Comme ce traitement des données repose sur une base légale formelle, le consentement préalable des assurés n’est pas nécessaire. L’art. 56a, al. 2 de la LAMal prévoit uniquement un mécanisme d’opt-out: les caisses-maladie doivent informer leurs assurés de leur droit d’opposition lors du premier contact. En outre, les assurés peuvent demander à tout moment que la caisse-maladie cesse de les conseiller.
Conclusion et perspectives
L’extension des tâches légales des caisses-maladie n’est pas le fruit d’une proposition du Conseil fédéral mais a été introduite par la CSSS du Conseil national. C’est pourquoi on ne trouve guère d’explications dans les documents officiels. Seuls le classement systématique de l’art. 56a dans la section 6 de la LAMal (contrôle du caractère économique et de la qualité des prestations) ainsi que les débats parlementaires fournissent des éléments d’interprétation.
Il ressort de ces débats que les caisses pourront à l’avenir informer par exemple sur les médicaments génériques moins chers, les réseaux de médecins dans la région de l’assuré ou les examens de contrôle à venir en cas de maladie chronique. De nombreux points restent toutefois flous et sujets à interprétation:
- Que faut-il entendre exactement par «prestations plus avantageuses»? S'agit-il en premier lieu d'une référence aux génériques, ou peut-on également recommander des méthodes de traitement «moins coûteuses» ou même des prestataires «moins onéreux»?
- La notion de «mesures préventives» n'est pas non plus claire. S'agit-il des prestations de prévention régies par l'art. 26 LAMal, dont les coûts sont pris en charge par l'assurance obligatoire des soins (AOS)? Ou englobe-t-elle également les mesures de prévention tertiaire en cas de maladies déjà diagnostiquées, par exemple pour éviter les complications, les rechutes ou les séquelles, et optimiser les soins à long terme?

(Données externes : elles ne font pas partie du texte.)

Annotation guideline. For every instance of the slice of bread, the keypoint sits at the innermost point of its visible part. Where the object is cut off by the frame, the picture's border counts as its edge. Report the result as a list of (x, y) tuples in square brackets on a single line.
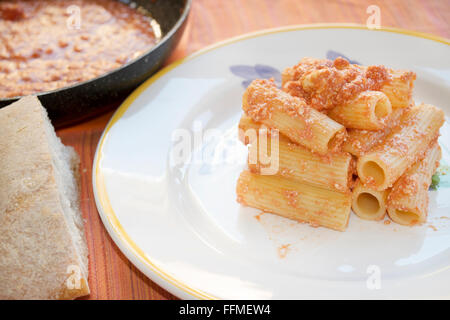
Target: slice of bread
[(43, 251)]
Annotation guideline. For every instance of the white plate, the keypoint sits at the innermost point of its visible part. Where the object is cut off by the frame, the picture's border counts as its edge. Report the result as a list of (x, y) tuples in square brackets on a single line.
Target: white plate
[(181, 225)]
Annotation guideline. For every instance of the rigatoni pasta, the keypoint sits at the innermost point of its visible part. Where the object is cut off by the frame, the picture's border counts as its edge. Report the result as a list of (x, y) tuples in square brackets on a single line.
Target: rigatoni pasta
[(400, 88), (408, 199), (326, 84), (360, 141), (265, 103), (333, 120), (294, 200), (297, 162), (368, 203), (369, 111), (383, 165)]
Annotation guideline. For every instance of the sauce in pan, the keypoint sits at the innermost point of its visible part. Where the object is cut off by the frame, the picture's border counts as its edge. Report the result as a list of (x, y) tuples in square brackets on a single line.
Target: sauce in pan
[(50, 44)]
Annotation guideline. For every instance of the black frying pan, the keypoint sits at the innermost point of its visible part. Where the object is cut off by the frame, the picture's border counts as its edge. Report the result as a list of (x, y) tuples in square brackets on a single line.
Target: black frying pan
[(86, 99)]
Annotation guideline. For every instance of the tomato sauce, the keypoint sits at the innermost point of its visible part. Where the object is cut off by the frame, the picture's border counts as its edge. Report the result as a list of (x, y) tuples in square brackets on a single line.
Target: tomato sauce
[(50, 44)]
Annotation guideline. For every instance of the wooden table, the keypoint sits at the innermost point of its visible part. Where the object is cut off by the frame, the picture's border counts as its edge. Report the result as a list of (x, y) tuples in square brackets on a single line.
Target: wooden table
[(111, 275)]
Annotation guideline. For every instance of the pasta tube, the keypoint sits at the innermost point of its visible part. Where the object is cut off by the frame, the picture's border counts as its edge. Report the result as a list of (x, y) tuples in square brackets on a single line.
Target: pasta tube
[(367, 203), (384, 164), (265, 103), (294, 200), (408, 200), (400, 88), (333, 171), (360, 141), (369, 111), (326, 84)]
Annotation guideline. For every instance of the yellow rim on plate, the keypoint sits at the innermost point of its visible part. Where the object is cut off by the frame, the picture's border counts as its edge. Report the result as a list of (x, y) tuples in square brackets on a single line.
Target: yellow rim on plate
[(102, 196)]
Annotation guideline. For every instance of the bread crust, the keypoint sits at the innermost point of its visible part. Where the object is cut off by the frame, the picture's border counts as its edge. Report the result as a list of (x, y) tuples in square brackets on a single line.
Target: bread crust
[(37, 248)]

Une chose est sûre: avec l’article 56a LAMal, le législateur est venu partiellement renforcer le rôle de l’assureur-maladie, qui se limitait jusqu’alors à celui de «payeur». Reste à savoir comment les assureurs-maladie utiliseront ce nouvel outil et où les autorités de surveillance et la jurisprudence fixeront les limites. Les premiers cas pratiques et les éventuels recours permettront de déterminer si l’article 56a LAMal marque effectivement le début d’un changement de paradigme ou si la répartition traditionnelle des rôles sera maintenue. Dans tous les cas, le changement de paradigme a été introduit dans le cadre du deuxième paquet de mesures de maîtrise des coûts. La capacité des assureurs-maladie à maîtriser les coûts constituera probablement le critère principal d’évaluation.